Pernyataan Gubernur Maluku Utara, Sherly Laos, dalam aksi Mahasiswa  Kota Ternate 1 September 2025, terkait 11 tahanan Maba Sangaji menuai sorotan tajam dari berbagai kalangan. 

Melalui sebuah video yang yang beredar di media sosial, yang kini menuai kritik tajam dari kalangan publik termaksud Aktifis Perempuan Maluku Utara.  Mulai dari pernyataan yang tidak mendasar hingga, ketidak-pahaman masalah yang dihadapi Masyarakat Maba Sangaji yang saat ini ditangkap. 


Dari sudut pandang ekofeminisme, kerusakan alam dipandang selaras dengan kerusakan pada tubuh perempuan. Pernyataan Sherly Laos dinilai merepresentasikan bentuk intimidasi terhadap perempuan adat sekaligus 11 tahanan Maba Sangaji yang sedang memperjuangkan hak atas tanah leluhur mereka.

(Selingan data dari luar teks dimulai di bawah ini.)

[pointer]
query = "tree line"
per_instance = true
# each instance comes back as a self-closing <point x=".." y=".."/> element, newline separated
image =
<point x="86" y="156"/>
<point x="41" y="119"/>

“Pernyataan gubernur menunjukkan wajah pemerintah yang cacat secara struktural dan moral, tanpa empati dan simpati pada rakyatnya. Jika pun ada, itu hanya sebatas pencitraan,” ungkap Manda, perempuan yang bergelut di isu-isu kesetaraan gender. 


Ia juga mengatakan Sherly Laos lebih mementingkan posisinya sebagai pemegang saham di sejumlah industri tambang serta membuka peluang bagi investor asing untuk mengeksploitasi sumber daya Maluku Utara. 


Akibatnya, perjuangan masyarakat adat dalam mempertahankan tanahnya justru diposisikan sebagai tindakan kriminal.


Julia menambahakan bahwa, Manusia dan alam saling membutuhkan, saling memenuhi satu sama lain. Ketika 11 masyarakat Maba Sangaji dijadikan tahanan, itu bukan karena mereka kriminal, melainkan karena mereka dianggap ancaman bagi para investor.


“Padahal mereka adalah saudara, orang tua, dan warga yang masih sadar akan dampak kerusakan. Mereka yang berjuang mempertahankan tanah justru dicap sebagai premanisme. Mereka punya kebun yang dirawat seperti anak, serta tanah, air, dan laut yang dijaga seperti seorang ibu yang memberi kehidupan” unkapnya. 


Selain itu, mereka juga menyesalkan minimnya kepedulian pemerintah terhadap dampak ekologi akibat ekspansi industri ekstraktif. Perempuan dan anak-anak di wilayah lingkar tambang yang disebut sebagai kelompok paling rentan yang harus menanggung beban kerusakan lingkungan, namun keberadaan mereka kerap diabaikan dalam kebijakan pemerintah.